The last time New York and Los Angeles teams met in a major sports final, the Dodgers found themselves against a pitcher who had undergone Tommy John surgery.
How long has it been? Well, here's a clue: The lefty on the mound was Tommy John himself.
Thirty-three years after the Dodgers won a World Series against John and the Yankees, L.A. and New York meet again. This time it's on the ice, with the teams from the country's two biggest cities squaring off in the Stanley Cup final.
Kings-Rangers might not bring thoughts back of Willis Reed limping onto the court, willing his Knicks to a win in Game 7 of the 1970 NBA Finals over the Lakers. Or Reggie Jackson hitting three home runs in Game 6 of the 1977 World Series as the Yankees beat the Dodgers.
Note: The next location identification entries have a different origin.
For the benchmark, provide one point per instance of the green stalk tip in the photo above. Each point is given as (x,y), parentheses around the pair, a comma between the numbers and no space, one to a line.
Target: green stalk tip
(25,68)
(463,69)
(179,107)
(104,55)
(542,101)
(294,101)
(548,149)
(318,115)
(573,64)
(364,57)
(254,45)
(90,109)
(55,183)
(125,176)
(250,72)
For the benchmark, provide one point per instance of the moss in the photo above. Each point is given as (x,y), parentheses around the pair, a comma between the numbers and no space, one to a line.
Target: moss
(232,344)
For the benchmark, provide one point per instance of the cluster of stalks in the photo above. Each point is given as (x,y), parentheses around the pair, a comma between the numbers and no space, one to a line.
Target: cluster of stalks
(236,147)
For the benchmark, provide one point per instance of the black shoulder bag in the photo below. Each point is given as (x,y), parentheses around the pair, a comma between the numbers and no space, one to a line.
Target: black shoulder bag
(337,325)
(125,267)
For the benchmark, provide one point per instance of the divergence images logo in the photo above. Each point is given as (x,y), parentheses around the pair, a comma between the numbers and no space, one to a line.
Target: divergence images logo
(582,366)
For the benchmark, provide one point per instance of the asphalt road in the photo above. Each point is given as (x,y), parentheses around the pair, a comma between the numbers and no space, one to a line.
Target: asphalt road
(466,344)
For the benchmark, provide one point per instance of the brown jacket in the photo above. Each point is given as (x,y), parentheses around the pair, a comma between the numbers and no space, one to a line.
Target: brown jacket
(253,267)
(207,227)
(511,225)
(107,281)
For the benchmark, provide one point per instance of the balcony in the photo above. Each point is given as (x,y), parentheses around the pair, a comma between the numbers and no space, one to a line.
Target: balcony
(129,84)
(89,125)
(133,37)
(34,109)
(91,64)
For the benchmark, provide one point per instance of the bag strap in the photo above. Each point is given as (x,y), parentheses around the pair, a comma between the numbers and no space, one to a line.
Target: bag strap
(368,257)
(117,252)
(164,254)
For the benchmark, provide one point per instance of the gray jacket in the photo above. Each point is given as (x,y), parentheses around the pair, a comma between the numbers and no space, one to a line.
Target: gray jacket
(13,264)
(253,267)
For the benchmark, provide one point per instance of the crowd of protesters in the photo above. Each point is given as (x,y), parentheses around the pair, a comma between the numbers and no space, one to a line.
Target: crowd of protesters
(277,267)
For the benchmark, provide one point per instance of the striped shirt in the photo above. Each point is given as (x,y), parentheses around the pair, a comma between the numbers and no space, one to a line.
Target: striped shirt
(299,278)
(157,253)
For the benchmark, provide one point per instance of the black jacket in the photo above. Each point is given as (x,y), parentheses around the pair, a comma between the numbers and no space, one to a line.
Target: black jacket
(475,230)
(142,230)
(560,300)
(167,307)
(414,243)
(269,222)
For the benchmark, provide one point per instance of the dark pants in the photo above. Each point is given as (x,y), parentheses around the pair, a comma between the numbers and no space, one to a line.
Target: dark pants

But there's buzz on both coasts for the first Big Apple vs. Hollywood major final since that Dodgers-Yankees 1981 Series — which came months after the Kings and Rangers had their only NHL playoff meeting, a first-round best-of-five matchup which New York won 3-1. Game 2 in that series saw a bench-clearing brawl.
"The big markets, that adds another level to the excitement of the finals here," the Rangers' Dominic Moore said. "I know New York is excited."
The Lakers and Knicks met three times in four years for the NBA title in the early 1970s and the Dodgers, who moved from Brooklyn to L.A. in 1958, met the Yankees in the Series three times in five years in the 1970s and early '80s.
Longtime broadcaster Vin Scully said the Dodgers-Yankees rivalry was more intense than any other sport. The teams have met a record 11 times in the Series. The Dodgers' biggest title was arguably 1963, when they swept the Yankees.
"The ultimate was not only beating the Yankees but sweeping them in four," Scully said.
The ultimate for Knicks fans was when Reed gutted out a thigh injury to play Game 7 in Madison Square Garden and help beat Los Angeles.
"I think it's important for the league. This league has done everything for us, I want it to grow," Rangers center Brad Richards said. "These matchups are great for the game, and we understand that. It's great for hockey."
Carcillo ban cut: Commissioner Gary Bettman cut Daniel Carcillo's suspension from 10 games to six, meaning the Rangers enforcer will be eligible for the final. The commissioner had a hearing with Carcillo on Friday. Carcillo was suspended May 23 after he appeared to twice elbow linesman Scott Driscoll, who was trying to keep Carcillo away from a fight, in Game 3 of the Eastern Conference final. Carcillo, who has served three games, is eligible to play in Game 4.